Regelmatig krijgen wij als verslaggevers de vraag hoe wij aan al die verhalen komen? Vaak is dan het antwoord dat een deel agendajournalistiek is, zoals een evenement of een politieke bijeenkomst. Uiteraard zetten we ook zelf kwesties op de agenda waarvan we vinden dat het aandacht verdient. Maar vooral, en dat benadruk ik uiteraard bij het antwoord op de vraag, zijn we afhankelijk van tips van lezers. Iedere keer na een uitgebreid gesprek vraag ik die persoon ons bij een nieuwtje te bellen, appen of mailen.

Burgemeester Gerhard van den Top zie ik niet bepaald als tipgever. Uiteraard is de burgervader een persoon die regelmatig in het nieuws komt, maar een mailtje van hem met een tip heb ik nog niet ontvangen. Hoeft ook niet. Toch staan er in dit magazine twee verhalen die voor een groot deel te danken zijn aan Van den Top. 

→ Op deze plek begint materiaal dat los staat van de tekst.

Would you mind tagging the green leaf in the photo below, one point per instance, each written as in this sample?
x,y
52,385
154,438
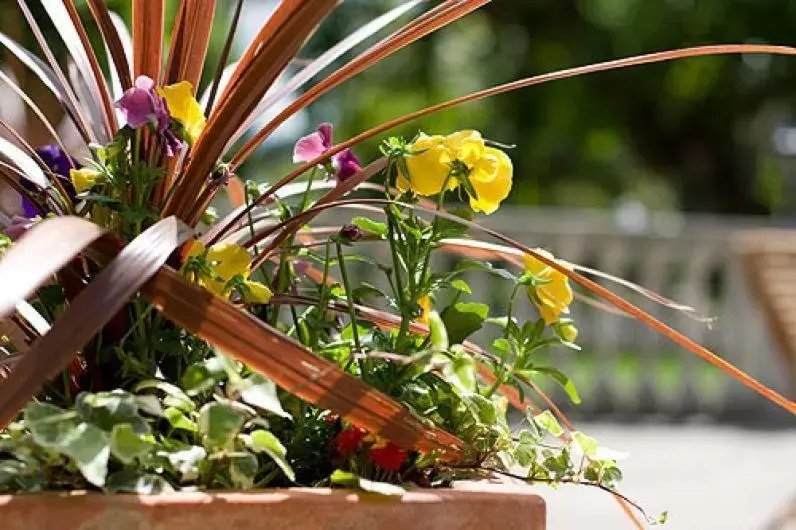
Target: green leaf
x,y
369,225
186,462
127,445
437,332
448,228
243,468
259,391
463,319
265,442
364,290
106,409
484,408
219,424
48,424
179,420
132,481
566,383
546,421
462,286
350,480
472,265
89,447
197,379
149,404
175,397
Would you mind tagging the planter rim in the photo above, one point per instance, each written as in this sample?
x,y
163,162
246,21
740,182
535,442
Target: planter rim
x,y
467,493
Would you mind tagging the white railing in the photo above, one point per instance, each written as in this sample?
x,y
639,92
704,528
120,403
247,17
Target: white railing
x,y
626,368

Immers, tijdens de nieuwjaarsreceptie van de gemeente begin dit jaar noemde de burgemeester de namen van de Oekraïense Antonina en haar zoon Maxim én die van de Iraanse vluchteling Mili Soli. Hoewel Van den Top in zijn lange toespraak kort sprak over deze personen die momenteel noodgedwongen in Hilversum verblijven, maakte hun verhaal meteen indruk. 

De eerste gedachte bij het horen van dit verhaal is dan ook dat wij als journalisten deze personen moeten spreken. Mede dankzij een medewerker van de gemeente, die de contactgegevens deelde, is dat ook gelukt. Het heeft geleid tot twee bijzondere verhalen van mensen die verschrikkelijke gebeurtenissen hebben meegemaakt en, in het geval van Soli, zwaar zijn mishandeld. Het mogen aanhoren en optekenen van zo'n verhaal blijft heftig, bijzonder en vooral ook heel eervol.

En hoe heftig die verhalen soms ook zijn, vaak is het dan mooi om een lach op hun gezicht te zien verschijnen. Die lach verschijnt zeker wanneer zij de vraag krijgen over hun indruk van Hilversum. Dat antwoord is altijd positief: het is hier mooi en de mensen zijn aardig. Wanneer voorafgaand aan het interview met Soli een medewerker van het COA toch even moeilijk doet en bepaalde voorwaarden voor het gesprek wil stellen, excuseer ik me voor de bureaucratie in Nederland. Maar ook dat vindt Soli totaal geen probleem. Prima, die regeltjes. In Iran zijn die er immers niet.